Our study has some advantages over the previous Indian data. First, it had a much larger sample size than in the previous studies. Second, we included blood units collected during two different periods of time, including one during the monsoon season when HEV transmission is likely to be high. Third, we used a technique for HEV RNA detection which is widely used by several groups working on HEV infection and has been shown to be highly sensitive.

How does one reconcile our results of absence of HEV viremia despite high HEV endemicity in India, with the presence of HEV viremia in blood donors in Europe and North America? The HEV genotypes prevalent in these parts of the world are quite different. Thus, whereas genotype 3 HEV predominates in the developed regions, genotype 1 is the only HEV genotype reported from humans in India [23]. Barring a case report, genotype 1 has not been shown to cause chronic infection [24]. At least three studies have been reported among organ transplant recipients from India; in these studies, HEV viremia was not detected in any of nearly 300 subjects receiving immunosuppressive drugs [25,26,27]. Thus, the HEV genotypes differ markedly in their propensity to cause disease and in viral  persistence. Hence, it is not surprising if these also differ in the likelihood of viremia among healthy persons.
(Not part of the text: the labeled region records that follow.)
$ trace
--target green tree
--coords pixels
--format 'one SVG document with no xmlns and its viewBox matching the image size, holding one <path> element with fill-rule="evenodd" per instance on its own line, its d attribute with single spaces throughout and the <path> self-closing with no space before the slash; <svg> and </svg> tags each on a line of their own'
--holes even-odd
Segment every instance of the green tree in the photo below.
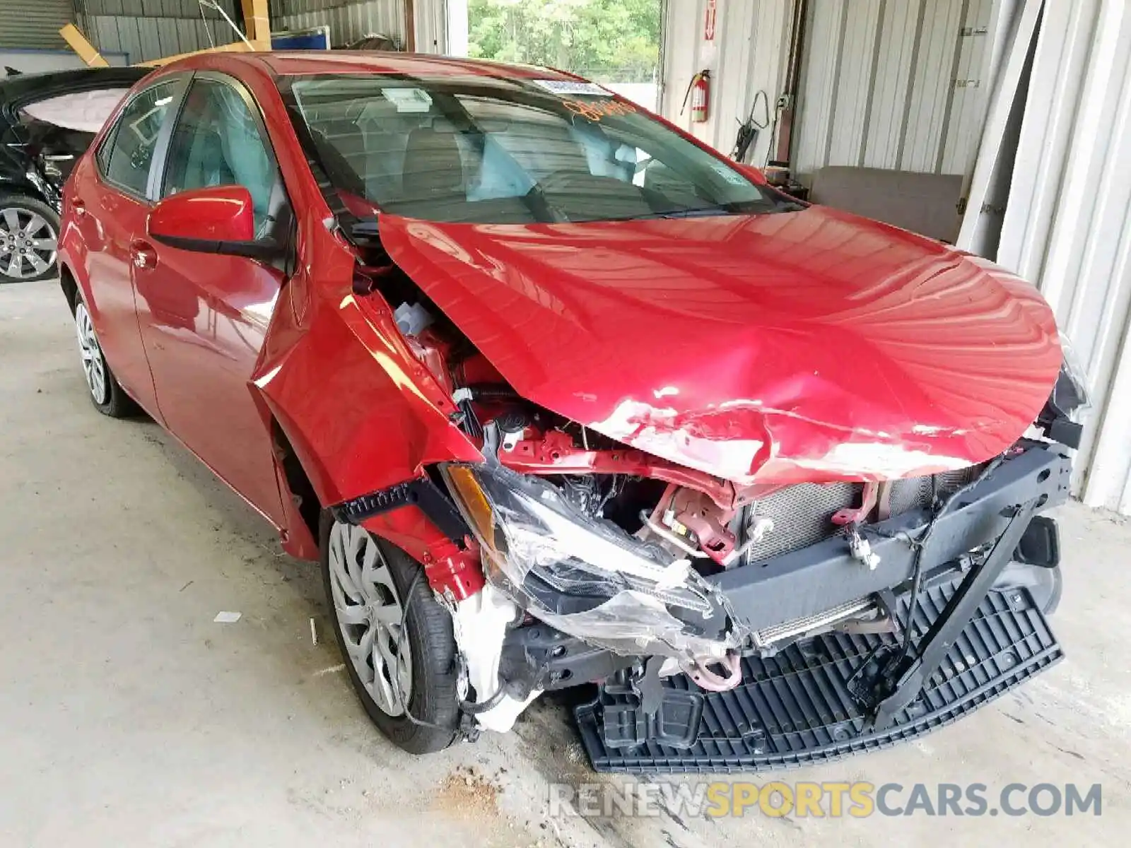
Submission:
<svg viewBox="0 0 1131 848">
<path fill-rule="evenodd" d="M 661 0 L 470 0 L 468 54 L 545 64 L 599 83 L 647 83 Z"/>
</svg>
As a secondary objective, we also assessed the prevalence of anti-HEV antibodies in our subjects. Previous studies from India have shown anti-HEV antibody prevalence rates of ~ 30% [21]. The higher antibody prevalence rate observed could be related to the use of Wantai assay, which has been shown to be more sensitive [28]. The high anti-HEV antibody rate detected in our study may actually support our finding of lack of detectable HEV viremia, with a high population seroprevalence of anti-HEV, which may reflect a high level of protection against HEV infection in the Indian population. Several pieces of evidence, in particular, the data from follow up of recipients of a recombinant hepatitis E vaccine trial [29], show that anti-HEV antibodies offer protection against HEV infection, though the exact titer which is protective remains unclear.

Though our data may need verification in further studies, these suggest that pre-transfusion HEV RNA screening may not be applicable in India, despite a high endemicity of disease. Such testing would have a very low yield, while being quite costly and technically highly demanding.

In conclusion, our study suggests that HEV viremia is infrequent in healthy blood donors in India, and hence provides evidence against the need to introduce HEV RNA testing in Indian blood banks.